Mais il ne l’entendit pas. Il était déjà à la poupe, regardant
de droite à gauche comme pour jauger les distances.
– Lâchez l’ancre à jet, ordonna-t-il.
Il y eut un plouf et, tandis que l’Ours de mer avançait
lentement, il laissa filer de la corde, puis héla Jean, qui fut là en
un instant.
– Surveille la corde de l’ancre à jet, lui dit-il Assure-toi
qu’elle se déroule bien, mais sois prêt à la tirer rapidement si
nous devons faire marche arrière. Il ne faut pas qu’elle bloque
l’hélice.
– Bien, commandant !
– Je vais prendre la barre pour l’échouage, dit le capitaine
Flint. Tu te débrouilles bien, Suzanne. Prépare-toi à reprendre
le contrôle. Marion.
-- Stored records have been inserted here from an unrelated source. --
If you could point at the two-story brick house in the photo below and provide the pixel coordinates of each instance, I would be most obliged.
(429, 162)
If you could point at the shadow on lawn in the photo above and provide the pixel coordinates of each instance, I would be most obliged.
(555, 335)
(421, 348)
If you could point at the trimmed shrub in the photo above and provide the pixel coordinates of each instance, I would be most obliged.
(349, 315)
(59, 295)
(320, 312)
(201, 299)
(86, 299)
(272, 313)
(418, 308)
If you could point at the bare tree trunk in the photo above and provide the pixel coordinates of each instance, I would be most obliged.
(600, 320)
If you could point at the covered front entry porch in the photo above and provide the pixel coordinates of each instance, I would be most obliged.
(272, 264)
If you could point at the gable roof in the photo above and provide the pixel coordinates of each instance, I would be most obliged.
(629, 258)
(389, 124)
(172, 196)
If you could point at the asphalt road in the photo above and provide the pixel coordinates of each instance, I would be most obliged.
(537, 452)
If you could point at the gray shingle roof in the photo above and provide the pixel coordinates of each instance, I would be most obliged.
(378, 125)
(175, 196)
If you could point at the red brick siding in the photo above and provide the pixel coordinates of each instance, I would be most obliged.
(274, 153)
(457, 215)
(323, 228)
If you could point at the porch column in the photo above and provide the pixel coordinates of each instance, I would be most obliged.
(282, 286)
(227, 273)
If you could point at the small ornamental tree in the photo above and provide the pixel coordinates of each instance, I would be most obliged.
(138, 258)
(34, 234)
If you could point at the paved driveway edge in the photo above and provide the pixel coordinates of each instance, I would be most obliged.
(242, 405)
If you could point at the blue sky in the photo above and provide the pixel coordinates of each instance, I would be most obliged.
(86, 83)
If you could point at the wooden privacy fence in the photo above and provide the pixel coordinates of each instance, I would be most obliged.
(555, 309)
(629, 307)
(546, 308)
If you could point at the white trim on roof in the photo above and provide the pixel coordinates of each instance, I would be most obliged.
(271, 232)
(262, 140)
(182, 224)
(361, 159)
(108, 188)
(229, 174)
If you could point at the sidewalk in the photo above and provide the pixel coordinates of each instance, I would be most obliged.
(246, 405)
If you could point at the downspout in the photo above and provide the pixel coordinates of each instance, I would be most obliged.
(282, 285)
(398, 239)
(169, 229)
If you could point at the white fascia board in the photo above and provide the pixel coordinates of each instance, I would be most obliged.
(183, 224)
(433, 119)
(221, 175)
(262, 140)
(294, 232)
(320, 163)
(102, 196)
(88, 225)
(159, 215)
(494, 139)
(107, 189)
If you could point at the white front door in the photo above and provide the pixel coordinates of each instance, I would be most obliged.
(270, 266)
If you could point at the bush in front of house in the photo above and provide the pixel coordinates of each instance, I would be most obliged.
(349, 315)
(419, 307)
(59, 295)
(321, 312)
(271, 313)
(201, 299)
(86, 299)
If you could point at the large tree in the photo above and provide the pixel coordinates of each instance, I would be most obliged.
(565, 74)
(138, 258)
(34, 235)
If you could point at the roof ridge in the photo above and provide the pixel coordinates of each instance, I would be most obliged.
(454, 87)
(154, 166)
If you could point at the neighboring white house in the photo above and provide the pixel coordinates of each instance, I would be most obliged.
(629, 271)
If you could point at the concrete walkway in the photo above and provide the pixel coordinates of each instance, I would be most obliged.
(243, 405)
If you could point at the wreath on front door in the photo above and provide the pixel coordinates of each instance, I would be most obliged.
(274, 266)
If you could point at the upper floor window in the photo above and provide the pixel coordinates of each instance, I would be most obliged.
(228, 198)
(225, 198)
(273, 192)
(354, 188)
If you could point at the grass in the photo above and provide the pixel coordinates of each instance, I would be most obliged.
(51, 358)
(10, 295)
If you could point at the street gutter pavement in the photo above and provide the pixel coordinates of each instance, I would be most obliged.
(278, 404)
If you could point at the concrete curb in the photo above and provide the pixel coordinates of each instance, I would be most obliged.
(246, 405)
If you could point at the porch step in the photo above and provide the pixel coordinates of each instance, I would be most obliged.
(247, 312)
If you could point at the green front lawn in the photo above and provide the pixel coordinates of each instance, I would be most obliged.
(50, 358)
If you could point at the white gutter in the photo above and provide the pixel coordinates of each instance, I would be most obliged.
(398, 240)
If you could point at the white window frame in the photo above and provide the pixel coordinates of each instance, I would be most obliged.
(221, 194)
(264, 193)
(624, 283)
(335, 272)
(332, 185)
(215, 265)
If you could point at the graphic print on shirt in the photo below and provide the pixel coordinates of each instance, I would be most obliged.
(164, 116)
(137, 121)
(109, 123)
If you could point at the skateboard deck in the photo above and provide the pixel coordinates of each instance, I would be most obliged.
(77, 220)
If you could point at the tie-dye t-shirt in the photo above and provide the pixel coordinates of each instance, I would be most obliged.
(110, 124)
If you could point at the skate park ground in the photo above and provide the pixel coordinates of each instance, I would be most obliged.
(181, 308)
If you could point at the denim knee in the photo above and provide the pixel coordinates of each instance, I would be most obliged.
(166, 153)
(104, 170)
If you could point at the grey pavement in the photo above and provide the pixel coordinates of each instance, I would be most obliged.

Prête avec cette chaîne de proue ?
– Tout est prêt pour y aller, assura Marion.
« Tchug... tchug... tchug... »
Lentement, très lentement, l’Ours de mer avançait vers le
rivage.
– Stop !
– Stoppé ! cria Roger, en tirant le levier de vitesse à moitié
vers l’arrière.
Le bruit du moteur s’accrut soudainement, maintenant qu’il
ne faisait plus tourner l’hélice.
Lentement, de plus en plus lentement, l’Ours de mer se
déplaçait dans la petite baie. Il y avait des rochers tout près
devant, à bâbord et à tribord. Sur le côté tribord, ils
commençaient déjà à cacher l’embouchure de la crique et la
mer au-delà. Encore vingt mètres et l’Ours de mer heurterait
son beaupré contre d’autres rochers situés au-dessus d’une
étroite bande de plage incurvée.
– D’une minute à l’autre, dit calmement le capitaine Flint.